As the shabby man paused momentarily to scan the car’s three occupants, the girl happened to look toward him. Her look was brief and impersonal. Yet, for the merest instant, her eyes met his. And their glances held each other with a momentary intentness. Then the girl turned again toward the restless dog, seeking to quiet him. And the man passed on.
Moving with aimless slowness—one is not long in Southern Florida without acquiring a leisurely gait the lounger left the park and strolled up Thirteenth Avenue, towards the bridge which spans the Miami River and forms a link between the more thickly settled part of the town and its southerly suburbs.

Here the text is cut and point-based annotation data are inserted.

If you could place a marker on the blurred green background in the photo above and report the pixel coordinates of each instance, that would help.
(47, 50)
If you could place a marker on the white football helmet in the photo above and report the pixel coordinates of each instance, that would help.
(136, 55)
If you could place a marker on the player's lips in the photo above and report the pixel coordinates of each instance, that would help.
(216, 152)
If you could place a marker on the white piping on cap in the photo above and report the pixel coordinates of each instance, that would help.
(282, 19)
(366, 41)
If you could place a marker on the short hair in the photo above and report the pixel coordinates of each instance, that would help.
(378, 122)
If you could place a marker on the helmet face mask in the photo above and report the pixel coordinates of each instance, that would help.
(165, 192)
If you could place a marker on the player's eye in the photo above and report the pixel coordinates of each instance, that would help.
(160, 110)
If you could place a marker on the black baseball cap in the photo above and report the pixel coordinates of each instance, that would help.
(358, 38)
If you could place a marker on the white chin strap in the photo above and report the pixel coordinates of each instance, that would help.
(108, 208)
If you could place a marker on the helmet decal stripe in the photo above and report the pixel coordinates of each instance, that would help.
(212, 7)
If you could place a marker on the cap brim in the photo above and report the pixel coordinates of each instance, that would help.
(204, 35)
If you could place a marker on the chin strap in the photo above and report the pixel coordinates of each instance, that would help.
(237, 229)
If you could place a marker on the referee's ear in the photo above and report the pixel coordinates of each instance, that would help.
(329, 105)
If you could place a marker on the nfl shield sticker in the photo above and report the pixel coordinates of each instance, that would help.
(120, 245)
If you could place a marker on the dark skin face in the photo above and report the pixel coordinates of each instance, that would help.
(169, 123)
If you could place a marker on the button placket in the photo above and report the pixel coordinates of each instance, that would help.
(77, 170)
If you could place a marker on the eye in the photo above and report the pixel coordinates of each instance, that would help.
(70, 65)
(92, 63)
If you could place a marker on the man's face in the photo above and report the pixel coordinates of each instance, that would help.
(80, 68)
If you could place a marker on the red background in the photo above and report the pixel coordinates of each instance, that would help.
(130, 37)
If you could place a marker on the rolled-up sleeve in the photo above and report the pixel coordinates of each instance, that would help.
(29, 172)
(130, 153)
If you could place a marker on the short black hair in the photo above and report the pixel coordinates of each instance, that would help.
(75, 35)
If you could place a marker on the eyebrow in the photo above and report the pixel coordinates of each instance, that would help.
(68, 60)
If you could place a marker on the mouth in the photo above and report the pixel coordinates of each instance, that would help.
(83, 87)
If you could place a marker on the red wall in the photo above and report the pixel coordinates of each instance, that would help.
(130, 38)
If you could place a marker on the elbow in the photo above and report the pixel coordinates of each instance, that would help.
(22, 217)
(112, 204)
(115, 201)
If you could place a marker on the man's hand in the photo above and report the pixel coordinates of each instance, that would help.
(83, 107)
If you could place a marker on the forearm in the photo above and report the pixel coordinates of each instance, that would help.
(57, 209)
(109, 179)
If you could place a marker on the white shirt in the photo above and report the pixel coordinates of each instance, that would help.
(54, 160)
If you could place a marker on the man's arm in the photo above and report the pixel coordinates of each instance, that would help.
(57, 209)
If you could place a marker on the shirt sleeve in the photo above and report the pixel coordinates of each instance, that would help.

As he crossed the bridge, a car passed him, moving rapidly eastward, and leaving a choky trail of dust. He had bare time to see it was driven by the Norse giant, and that the girl had moved to the front seat beside the driver. The collie (fastened by a cord running through his collar from one side of the tonneau to the other) lay fidgetingly on the rear seat.
For miles the man plodded on, under the wind-tempered sunshine. Passing Brickell Avenue and then the last of the city, he continued,—now on the road, now going cross-country,—until he came out on a patch of broken beach, with a background of jungle-like forest.
The sun had gone beyond the meridian mark during his ramble southward, and the afternoon was hurrying by. For the way was long, though he had tramped steadily.
As he reached the bit of sandy foreshore, he paused for the first time since stopping to survey the car. An unpainted rowboat was drawn up on the beach. Half way between it and the tangle of woodland behind, was a man clad only in undershirt and dirty duck trousers. He was yanking along by the scruff of the neck a protesting and evidently angry collie.
The man was big and rugged. Weather and sea had bronzed him to the hue of an Arab. Apparently, he had sighted the dog, and had run his boat ashore to capture the stray animal. He handled his prize none too gently, and his management was calling forth all the collie’s resentment. But as the man had had the wit to seize the dog by the scruff of the neck and to keep himself out of the reach of the luckless creature’s vainly snapping jaws, these protests went for nothing.
Within thirty feet of the boat, the dog braced himself for a new effort to tear free. The man, in anger, planted a vigorous kick against the collie’s furry side. As his foot was bare, the kick lost much of its potential power to injure. Yet it had the effect of rousing to sudden indignation the dusty youth who had stopped on his tramp from Miami to watch the scene.
“Whose dog is that?” he demanded, striding forward, from the shade, and approaching the struggling pair.
“Who the blue blazes are you?” countered the barefoot man, his eyes running contemptuously over the shabby and slight-built figure.